“To be or not to be” is the most famous speech in the English language, but what does it really mean?

On the surface, Hamlet ponders life and fear of death, but the subtext veers far beyond that into morality and conscience, reflecting the themes of the play and the broader range of the human condition. Not bad for a speech that seems almost accidentally stuck into the final product, as if Shakespeare wrote it for some other purpose and then decided it was simply too good not to include.

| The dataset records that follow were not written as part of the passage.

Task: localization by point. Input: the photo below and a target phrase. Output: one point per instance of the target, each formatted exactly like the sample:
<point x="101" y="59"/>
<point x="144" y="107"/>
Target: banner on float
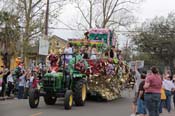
<point x="43" y="47"/>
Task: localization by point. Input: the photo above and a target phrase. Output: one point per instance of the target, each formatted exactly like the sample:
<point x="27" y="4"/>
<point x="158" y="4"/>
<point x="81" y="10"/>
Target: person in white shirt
<point x="22" y="82"/>
<point x="10" y="82"/>
<point x="169" y="87"/>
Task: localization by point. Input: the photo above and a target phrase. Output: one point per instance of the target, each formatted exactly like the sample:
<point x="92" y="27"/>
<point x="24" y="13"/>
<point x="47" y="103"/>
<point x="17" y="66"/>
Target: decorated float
<point x="106" y="76"/>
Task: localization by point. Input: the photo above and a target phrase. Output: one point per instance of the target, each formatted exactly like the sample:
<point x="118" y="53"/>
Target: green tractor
<point x="67" y="82"/>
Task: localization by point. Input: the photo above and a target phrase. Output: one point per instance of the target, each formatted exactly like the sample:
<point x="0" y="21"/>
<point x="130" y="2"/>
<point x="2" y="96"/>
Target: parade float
<point x="105" y="76"/>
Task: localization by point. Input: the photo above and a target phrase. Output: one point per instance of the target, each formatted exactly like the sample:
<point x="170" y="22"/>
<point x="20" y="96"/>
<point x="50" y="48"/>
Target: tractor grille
<point x="48" y="82"/>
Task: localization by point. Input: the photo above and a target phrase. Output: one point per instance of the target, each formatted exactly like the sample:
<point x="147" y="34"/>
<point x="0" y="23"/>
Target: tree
<point x="9" y="36"/>
<point x="157" y="37"/>
<point x="105" y="13"/>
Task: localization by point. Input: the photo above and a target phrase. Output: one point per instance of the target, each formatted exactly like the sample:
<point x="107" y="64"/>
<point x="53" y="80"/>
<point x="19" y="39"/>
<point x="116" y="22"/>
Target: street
<point x="120" y="107"/>
<point x="21" y="108"/>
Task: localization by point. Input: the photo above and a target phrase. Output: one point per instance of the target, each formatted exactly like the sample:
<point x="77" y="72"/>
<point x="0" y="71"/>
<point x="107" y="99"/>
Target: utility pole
<point x="47" y="19"/>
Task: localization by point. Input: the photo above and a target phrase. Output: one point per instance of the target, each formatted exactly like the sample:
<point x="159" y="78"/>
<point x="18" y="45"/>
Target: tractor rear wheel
<point x="50" y="100"/>
<point x="34" y="98"/>
<point x="80" y="92"/>
<point x="68" y="100"/>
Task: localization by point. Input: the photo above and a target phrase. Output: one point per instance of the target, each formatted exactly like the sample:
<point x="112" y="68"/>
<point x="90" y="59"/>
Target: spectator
<point x="169" y="87"/>
<point x="68" y="50"/>
<point x="6" y="72"/>
<point x="22" y="82"/>
<point x="141" y="109"/>
<point x="112" y="52"/>
<point x="153" y="84"/>
<point x="94" y="52"/>
<point x="137" y="77"/>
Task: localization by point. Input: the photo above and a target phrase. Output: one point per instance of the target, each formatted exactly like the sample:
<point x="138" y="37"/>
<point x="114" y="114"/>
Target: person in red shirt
<point x="153" y="84"/>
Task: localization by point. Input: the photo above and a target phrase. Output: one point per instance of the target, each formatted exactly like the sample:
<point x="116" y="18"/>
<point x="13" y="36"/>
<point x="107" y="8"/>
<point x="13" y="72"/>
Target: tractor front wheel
<point x="80" y="92"/>
<point x="68" y="100"/>
<point x="34" y="98"/>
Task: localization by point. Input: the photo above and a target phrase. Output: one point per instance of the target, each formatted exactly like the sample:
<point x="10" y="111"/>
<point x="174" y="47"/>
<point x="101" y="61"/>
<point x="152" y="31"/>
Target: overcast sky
<point x="147" y="10"/>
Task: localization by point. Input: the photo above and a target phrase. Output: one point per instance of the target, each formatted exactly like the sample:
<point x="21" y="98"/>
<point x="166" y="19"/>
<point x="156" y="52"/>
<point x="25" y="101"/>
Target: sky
<point x="147" y="10"/>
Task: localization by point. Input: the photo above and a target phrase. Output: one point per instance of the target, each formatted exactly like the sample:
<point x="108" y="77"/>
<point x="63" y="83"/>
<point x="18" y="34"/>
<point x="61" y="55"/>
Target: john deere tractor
<point x="67" y="82"/>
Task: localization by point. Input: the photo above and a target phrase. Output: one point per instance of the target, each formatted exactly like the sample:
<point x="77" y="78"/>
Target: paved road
<point x="120" y="107"/>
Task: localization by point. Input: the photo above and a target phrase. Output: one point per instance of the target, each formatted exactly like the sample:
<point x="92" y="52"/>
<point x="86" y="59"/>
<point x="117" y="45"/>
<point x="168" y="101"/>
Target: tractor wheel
<point x="34" y="98"/>
<point x="80" y="92"/>
<point x="68" y="100"/>
<point x="50" y="100"/>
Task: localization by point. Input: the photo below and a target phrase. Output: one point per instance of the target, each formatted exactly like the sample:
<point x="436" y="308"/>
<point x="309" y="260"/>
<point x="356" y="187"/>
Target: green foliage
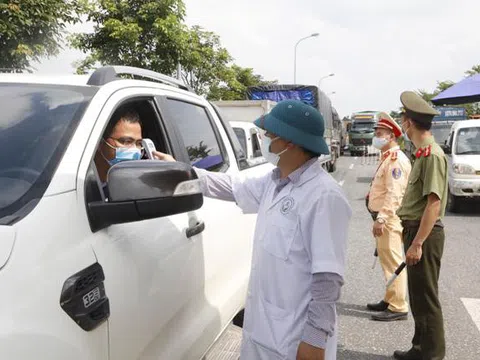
<point x="31" y="29"/>
<point x="204" y="61"/>
<point x="143" y="33"/>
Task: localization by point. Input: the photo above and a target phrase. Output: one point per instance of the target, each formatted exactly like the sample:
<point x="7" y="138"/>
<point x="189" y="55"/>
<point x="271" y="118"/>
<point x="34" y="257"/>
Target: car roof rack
<point x="108" y="74"/>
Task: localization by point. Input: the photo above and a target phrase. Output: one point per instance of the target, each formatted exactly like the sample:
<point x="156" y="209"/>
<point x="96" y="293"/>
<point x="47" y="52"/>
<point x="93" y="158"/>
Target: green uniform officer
<point x="421" y="212"/>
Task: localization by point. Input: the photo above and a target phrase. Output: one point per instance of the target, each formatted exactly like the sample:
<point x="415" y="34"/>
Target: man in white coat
<point x="300" y="239"/>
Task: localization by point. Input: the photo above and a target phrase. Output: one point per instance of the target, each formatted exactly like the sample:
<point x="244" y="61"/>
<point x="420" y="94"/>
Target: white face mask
<point x="267" y="154"/>
<point x="380" y="143"/>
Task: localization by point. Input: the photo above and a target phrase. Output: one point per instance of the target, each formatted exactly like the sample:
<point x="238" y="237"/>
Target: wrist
<point x="417" y="243"/>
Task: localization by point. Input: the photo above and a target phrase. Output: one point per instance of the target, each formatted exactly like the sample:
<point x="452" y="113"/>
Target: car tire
<point x="452" y="202"/>
<point x="332" y="167"/>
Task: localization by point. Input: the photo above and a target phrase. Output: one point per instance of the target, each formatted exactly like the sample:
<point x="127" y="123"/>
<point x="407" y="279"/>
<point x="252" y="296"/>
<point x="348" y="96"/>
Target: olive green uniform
<point x="428" y="176"/>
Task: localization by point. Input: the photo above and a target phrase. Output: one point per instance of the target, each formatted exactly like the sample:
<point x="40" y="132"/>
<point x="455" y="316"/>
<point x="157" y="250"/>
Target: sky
<point x="375" y="48"/>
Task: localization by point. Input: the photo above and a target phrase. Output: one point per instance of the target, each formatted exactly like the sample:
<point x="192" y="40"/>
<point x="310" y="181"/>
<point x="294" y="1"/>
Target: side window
<point x="204" y="147"/>
<point x="241" y="137"/>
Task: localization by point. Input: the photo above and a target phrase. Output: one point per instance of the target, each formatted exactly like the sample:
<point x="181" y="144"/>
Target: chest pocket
<point x="279" y="236"/>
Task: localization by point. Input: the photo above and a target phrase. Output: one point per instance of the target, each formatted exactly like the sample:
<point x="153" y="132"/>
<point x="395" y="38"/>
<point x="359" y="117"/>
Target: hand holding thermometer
<point x="397" y="272"/>
<point x="149" y="148"/>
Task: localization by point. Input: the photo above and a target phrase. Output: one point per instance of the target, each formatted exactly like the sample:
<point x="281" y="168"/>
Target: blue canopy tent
<point x="463" y="92"/>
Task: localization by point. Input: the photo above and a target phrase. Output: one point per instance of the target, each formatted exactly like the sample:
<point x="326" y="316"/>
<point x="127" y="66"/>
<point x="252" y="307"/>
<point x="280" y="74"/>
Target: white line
<point x="473" y="308"/>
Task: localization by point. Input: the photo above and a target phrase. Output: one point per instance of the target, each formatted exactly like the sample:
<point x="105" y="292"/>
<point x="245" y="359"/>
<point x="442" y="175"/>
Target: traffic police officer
<point x="300" y="240"/>
<point x="421" y="212"/>
<point x="384" y="199"/>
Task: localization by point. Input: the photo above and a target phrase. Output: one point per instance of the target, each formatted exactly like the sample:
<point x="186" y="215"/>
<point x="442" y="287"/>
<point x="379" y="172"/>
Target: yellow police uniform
<point x="385" y="196"/>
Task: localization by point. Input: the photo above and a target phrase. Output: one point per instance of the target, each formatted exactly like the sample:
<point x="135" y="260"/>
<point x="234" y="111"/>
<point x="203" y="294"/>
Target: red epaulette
<point x="424" y="151"/>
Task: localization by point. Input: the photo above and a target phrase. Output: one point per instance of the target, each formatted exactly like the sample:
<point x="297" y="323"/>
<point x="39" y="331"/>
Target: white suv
<point x="154" y="272"/>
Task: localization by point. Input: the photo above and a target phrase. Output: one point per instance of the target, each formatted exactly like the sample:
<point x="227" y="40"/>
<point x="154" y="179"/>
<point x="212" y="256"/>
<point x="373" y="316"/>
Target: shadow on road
<point x="353" y="310"/>
<point x="355" y="355"/>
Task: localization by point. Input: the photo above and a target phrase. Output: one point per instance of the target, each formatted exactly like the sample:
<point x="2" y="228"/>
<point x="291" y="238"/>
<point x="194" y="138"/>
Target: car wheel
<point x="332" y="167"/>
<point x="452" y="202"/>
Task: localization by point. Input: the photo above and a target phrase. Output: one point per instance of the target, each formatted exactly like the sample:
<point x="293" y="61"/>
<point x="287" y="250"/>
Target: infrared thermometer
<point x="149" y="148"/>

To be, or not to be, that is the question:
Whether ‘tis nobler in the mind to suffer
The slings and arrows of outrageous fortune,
Or to take arms against a sea of troubles
And by opposing end them. To die—to sleep,
No more; and by a sleep to say we end
The heart-ache and the thousand natural shocks
That flesh is heir to: ‘tis a consummation
Devoutly to be wish’d. To die, to sleep;
To sleep, perchance to dream—”

Hamlet, Act 3, Scene 1

Even those who’ve never read a single word of Shakespeare are familiar with the phrase, “To be or not to be, that is the question.”  The soliloquy opened by those few simple words is by far the most famous in the English language, having spawned the titles for at least three movies, from science fiction to classic war films.  Robin Williams’ What Dreams May Come.  Star Trek’s The Undiscovered Country.  Bogart and Bacall’s To Be or Not to Be.  Other phrases from the speech ring out through the ages as well, taking on a life of their own.  The slings and arrows of outrageous fortune.  This mortal coil.  There’s the rub.  To sleep perchance to dream.  Conscience makes cowards of us all.  It’s almost difficult to imagine that the equivalent of a few paragraphs of iambic pentameter can contain so many memorable lines, burned into our collective consciousness forever, producing quotes that are infinitely adaptable, applying far beyond the specifics of the play.  You can ponder the “to be or not to be” about almost anything.  Star Trek’s undiscovered country referred to the future, not death.  Conscience makes cowards of us all is practically a universal sentiment.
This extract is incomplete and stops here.